Shakespeare's Sonnets By William Shakespeare Summary and Analysis Sonnet 43

Summary

The next sonnet series on absence begins here with Sonnet 43 and continues through Sonnet 58. Throughout this new sequence, different meanings of the same words are developed in versatile constructions and juxtapositions. Note the curious double use of "shadow" and "form" in "Then thou, whose shadow shadows doth make bright, / How would thy shadow's form form happy show . . ." Three rhyme links to Sonnet 44 — "so"/ "slow," "stay"/"stay," and "thee"/"thee" — reveal a closely unified theme. Also, "darkly bright . . . bright in dark" in Sonnet 43 is echoed in "bright," "light," "night," "sightless," "nights," and "night's bright" in the other sonnets.In Sonnet 43, the poet surmises that his only consolation in being separated from the youth is at night, when he can dream of the youth's beauty. Images of reversal are prevalent, and all of them address how the young man affects the poet.

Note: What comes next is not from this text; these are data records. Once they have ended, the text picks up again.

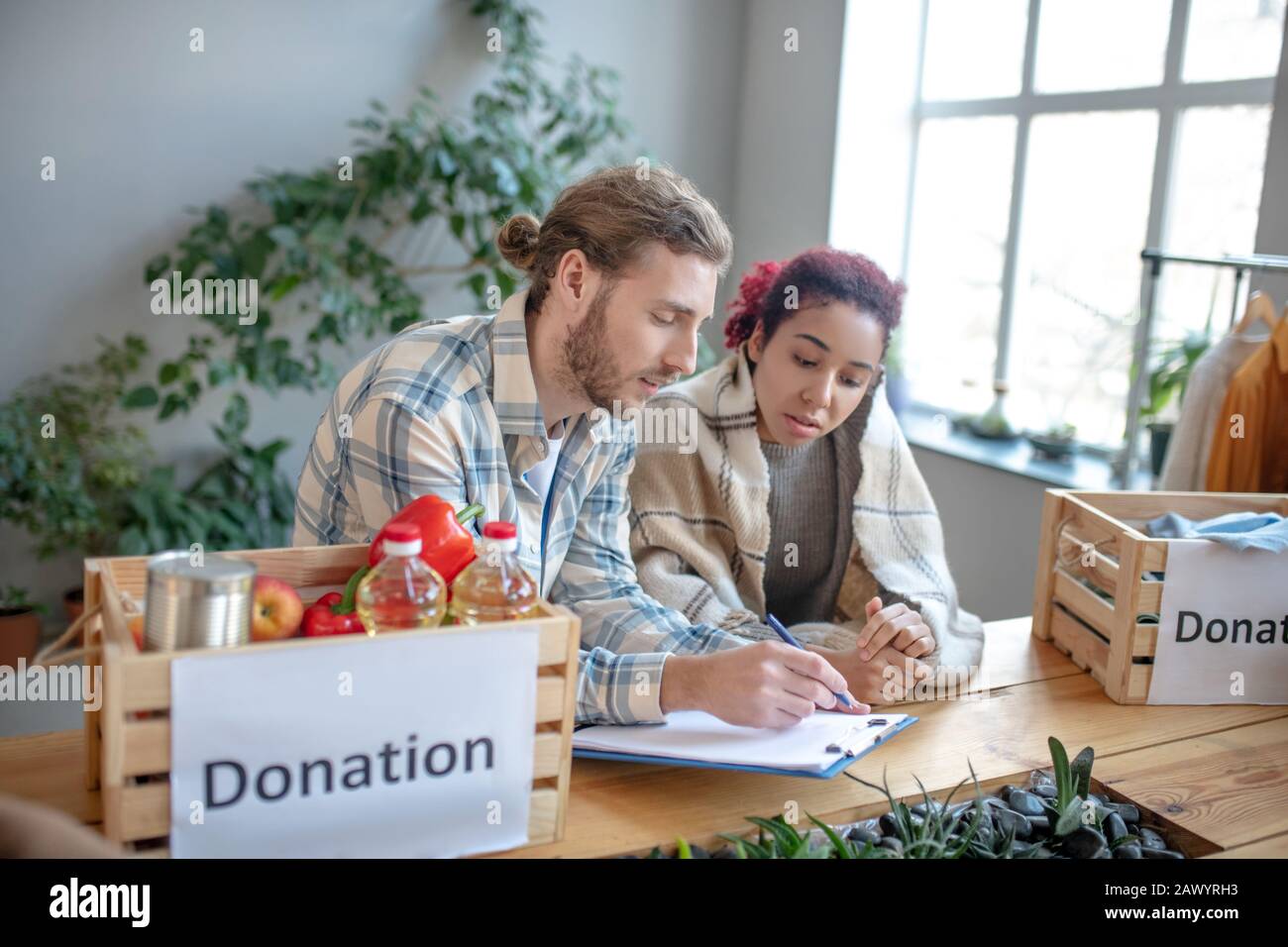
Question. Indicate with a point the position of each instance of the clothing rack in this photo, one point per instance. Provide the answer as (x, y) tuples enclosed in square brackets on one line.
[(1154, 260)]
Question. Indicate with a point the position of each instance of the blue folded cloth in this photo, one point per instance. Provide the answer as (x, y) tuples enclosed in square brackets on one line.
[(1266, 531)]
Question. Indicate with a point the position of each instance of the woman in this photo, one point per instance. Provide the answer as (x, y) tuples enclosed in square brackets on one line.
[(803, 499)]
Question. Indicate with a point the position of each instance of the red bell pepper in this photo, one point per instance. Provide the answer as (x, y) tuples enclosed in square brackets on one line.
[(447, 547), (333, 613)]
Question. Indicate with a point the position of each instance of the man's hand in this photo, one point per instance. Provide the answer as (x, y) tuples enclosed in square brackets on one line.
[(761, 684), (897, 626), (884, 678)]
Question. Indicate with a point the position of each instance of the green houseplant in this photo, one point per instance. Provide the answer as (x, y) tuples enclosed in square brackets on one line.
[(20, 626), (1175, 361)]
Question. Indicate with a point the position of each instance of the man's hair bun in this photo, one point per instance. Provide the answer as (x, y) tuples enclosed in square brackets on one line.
[(518, 241)]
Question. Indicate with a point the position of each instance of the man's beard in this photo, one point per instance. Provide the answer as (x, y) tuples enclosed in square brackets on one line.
[(589, 368)]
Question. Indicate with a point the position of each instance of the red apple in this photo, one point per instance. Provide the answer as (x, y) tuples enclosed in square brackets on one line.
[(278, 611)]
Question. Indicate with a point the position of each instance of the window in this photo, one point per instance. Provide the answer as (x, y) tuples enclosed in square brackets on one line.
[(1051, 141)]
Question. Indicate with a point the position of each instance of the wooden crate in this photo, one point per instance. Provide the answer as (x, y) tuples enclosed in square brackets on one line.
[(1100, 579), (129, 758)]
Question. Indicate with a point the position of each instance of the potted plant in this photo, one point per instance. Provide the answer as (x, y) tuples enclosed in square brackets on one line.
[(20, 626), (1056, 442), (77, 475), (1176, 361)]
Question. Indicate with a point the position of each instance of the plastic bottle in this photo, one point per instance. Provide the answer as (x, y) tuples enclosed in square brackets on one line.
[(402, 591), (494, 586)]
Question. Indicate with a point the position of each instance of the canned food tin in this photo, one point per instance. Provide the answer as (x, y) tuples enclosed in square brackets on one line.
[(197, 602)]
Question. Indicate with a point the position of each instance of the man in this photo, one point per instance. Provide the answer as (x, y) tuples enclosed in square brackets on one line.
[(501, 410)]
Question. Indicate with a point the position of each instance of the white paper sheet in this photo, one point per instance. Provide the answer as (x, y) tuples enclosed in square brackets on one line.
[(1209, 587), (462, 787), (691, 735)]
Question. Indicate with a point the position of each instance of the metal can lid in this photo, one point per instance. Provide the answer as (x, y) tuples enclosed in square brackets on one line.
[(209, 569)]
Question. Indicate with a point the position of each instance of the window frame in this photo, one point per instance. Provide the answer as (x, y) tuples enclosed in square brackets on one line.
[(1167, 101)]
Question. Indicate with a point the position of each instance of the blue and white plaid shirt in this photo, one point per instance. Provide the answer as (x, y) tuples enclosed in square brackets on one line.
[(451, 408)]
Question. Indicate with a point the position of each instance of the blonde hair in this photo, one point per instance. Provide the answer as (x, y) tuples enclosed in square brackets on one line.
[(612, 215)]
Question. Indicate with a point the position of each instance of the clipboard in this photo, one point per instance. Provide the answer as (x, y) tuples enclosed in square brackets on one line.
[(846, 755)]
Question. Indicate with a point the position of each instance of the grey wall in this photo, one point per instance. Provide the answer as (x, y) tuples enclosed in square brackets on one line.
[(1273, 223), (141, 128)]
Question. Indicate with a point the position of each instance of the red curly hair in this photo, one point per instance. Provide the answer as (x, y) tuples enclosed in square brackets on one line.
[(820, 274)]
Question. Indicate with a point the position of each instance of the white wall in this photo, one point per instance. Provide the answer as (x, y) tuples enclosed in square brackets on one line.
[(1273, 223), (141, 128)]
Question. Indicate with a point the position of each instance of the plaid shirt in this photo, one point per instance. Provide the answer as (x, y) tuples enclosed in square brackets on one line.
[(451, 408)]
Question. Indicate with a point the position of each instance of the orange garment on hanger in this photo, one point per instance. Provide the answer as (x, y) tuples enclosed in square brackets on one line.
[(1256, 463)]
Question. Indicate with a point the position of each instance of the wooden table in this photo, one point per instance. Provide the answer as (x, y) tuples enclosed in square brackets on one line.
[(1220, 774)]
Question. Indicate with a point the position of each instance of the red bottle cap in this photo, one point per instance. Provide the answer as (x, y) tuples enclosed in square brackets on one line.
[(402, 532)]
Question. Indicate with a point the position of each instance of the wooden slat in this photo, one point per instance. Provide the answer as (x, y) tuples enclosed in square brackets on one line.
[(1120, 676), (1266, 848), (544, 815), (1052, 504), (1228, 787), (1103, 569), (1137, 684), (1081, 644), (1142, 505), (1082, 602), (1144, 641), (1153, 556), (1150, 596)]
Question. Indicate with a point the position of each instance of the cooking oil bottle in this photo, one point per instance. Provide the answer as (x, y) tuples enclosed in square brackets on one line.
[(494, 586), (402, 591)]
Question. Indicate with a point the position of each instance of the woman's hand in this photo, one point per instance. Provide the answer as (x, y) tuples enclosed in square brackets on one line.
[(896, 626), (889, 676)]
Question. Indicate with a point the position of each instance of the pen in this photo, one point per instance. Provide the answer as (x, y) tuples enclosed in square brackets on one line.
[(787, 637)]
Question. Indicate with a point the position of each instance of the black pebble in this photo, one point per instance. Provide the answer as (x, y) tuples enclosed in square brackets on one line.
[(1083, 841), (893, 844), (1150, 839), (1115, 826), (1006, 821), (861, 834)]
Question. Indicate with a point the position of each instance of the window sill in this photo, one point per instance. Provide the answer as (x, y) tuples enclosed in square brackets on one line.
[(1018, 457)]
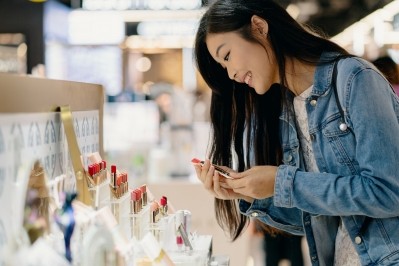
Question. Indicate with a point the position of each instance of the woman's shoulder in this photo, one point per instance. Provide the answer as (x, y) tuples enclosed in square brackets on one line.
[(353, 64)]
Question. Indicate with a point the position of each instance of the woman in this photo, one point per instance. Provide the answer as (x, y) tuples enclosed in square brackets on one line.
[(304, 162)]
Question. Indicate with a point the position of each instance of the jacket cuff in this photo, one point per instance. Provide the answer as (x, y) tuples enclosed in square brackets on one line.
[(284, 185)]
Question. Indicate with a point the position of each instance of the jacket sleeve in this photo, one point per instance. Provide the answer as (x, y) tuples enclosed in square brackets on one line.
[(372, 111)]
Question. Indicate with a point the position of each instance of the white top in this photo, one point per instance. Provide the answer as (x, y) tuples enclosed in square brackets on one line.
[(345, 253)]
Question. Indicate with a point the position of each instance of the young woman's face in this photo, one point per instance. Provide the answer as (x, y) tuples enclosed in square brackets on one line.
[(245, 62)]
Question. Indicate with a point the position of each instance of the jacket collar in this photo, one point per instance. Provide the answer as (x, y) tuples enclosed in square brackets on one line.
[(323, 75)]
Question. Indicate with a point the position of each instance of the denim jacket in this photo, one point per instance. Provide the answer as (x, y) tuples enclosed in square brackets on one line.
[(359, 167)]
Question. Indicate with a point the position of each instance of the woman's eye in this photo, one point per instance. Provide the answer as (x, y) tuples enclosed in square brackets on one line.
[(226, 58)]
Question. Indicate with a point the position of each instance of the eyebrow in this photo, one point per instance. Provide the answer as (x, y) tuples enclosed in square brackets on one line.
[(217, 50)]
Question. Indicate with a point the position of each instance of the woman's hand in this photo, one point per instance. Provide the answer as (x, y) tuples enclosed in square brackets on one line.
[(215, 183), (257, 182)]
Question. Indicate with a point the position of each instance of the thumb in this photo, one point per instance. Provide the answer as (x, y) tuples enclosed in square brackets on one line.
[(236, 175)]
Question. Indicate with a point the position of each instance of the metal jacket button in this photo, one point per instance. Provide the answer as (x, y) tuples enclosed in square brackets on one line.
[(313, 102), (343, 126)]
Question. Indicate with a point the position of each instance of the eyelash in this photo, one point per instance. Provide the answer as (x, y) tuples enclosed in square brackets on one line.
[(226, 58)]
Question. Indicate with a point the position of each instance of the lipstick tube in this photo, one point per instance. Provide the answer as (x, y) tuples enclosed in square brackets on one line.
[(163, 202), (143, 189)]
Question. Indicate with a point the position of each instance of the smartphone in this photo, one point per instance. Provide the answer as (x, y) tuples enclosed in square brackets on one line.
[(217, 168)]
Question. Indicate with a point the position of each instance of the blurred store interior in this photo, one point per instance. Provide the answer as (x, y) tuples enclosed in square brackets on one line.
[(140, 51)]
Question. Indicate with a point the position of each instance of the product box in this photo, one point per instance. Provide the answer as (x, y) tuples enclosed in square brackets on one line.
[(31, 130)]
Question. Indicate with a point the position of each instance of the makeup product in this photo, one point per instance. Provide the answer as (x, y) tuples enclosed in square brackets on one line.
[(134, 218), (217, 168), (154, 212), (143, 189), (163, 208), (179, 242), (184, 235), (113, 176), (154, 251)]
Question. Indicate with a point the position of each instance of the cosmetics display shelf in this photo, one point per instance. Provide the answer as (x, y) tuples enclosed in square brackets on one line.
[(129, 227)]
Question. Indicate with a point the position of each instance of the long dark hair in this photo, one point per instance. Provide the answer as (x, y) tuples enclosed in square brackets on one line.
[(242, 121)]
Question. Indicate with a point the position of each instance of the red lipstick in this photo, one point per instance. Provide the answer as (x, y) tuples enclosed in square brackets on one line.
[(217, 168)]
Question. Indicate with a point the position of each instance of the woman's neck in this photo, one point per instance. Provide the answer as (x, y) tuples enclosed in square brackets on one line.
[(299, 76)]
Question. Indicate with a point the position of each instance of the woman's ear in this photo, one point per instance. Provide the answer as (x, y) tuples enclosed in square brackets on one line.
[(259, 25)]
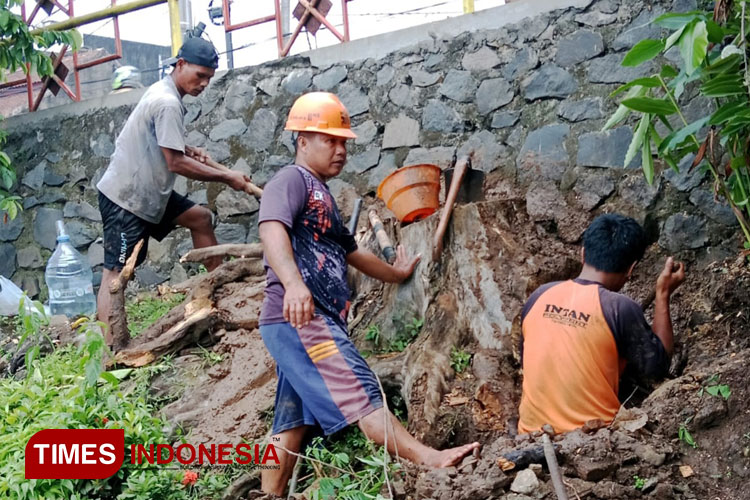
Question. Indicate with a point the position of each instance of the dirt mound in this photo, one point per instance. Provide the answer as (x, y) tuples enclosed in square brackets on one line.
[(471, 300)]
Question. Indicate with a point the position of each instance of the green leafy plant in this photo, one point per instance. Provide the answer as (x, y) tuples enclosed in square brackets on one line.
[(69, 389), (19, 48), (373, 334), (639, 482), (684, 434), (460, 359), (210, 358), (714, 59), (406, 333), (144, 311), (715, 389), (348, 467)]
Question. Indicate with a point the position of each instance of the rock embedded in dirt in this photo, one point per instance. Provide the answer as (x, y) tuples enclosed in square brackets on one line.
[(683, 232), (543, 154), (594, 468), (648, 454), (434, 483), (525, 482)]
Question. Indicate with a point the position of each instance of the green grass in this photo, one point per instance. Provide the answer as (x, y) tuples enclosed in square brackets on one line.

For example, the poet says that at night he is content because he best sees the youth in his dreams: The youth — a "shade" — casts off light that illuminates his beauty. But during the day, the poet grieves, for then the youth's absence is most acute. These paradoxical situations between day and night and between the youth's presence and absence are most fully described in the sonnet's concluding couplet: "All days are nights to see till I see thee, / And nights bright days when dreams do show thee me." The poet's world is upside down.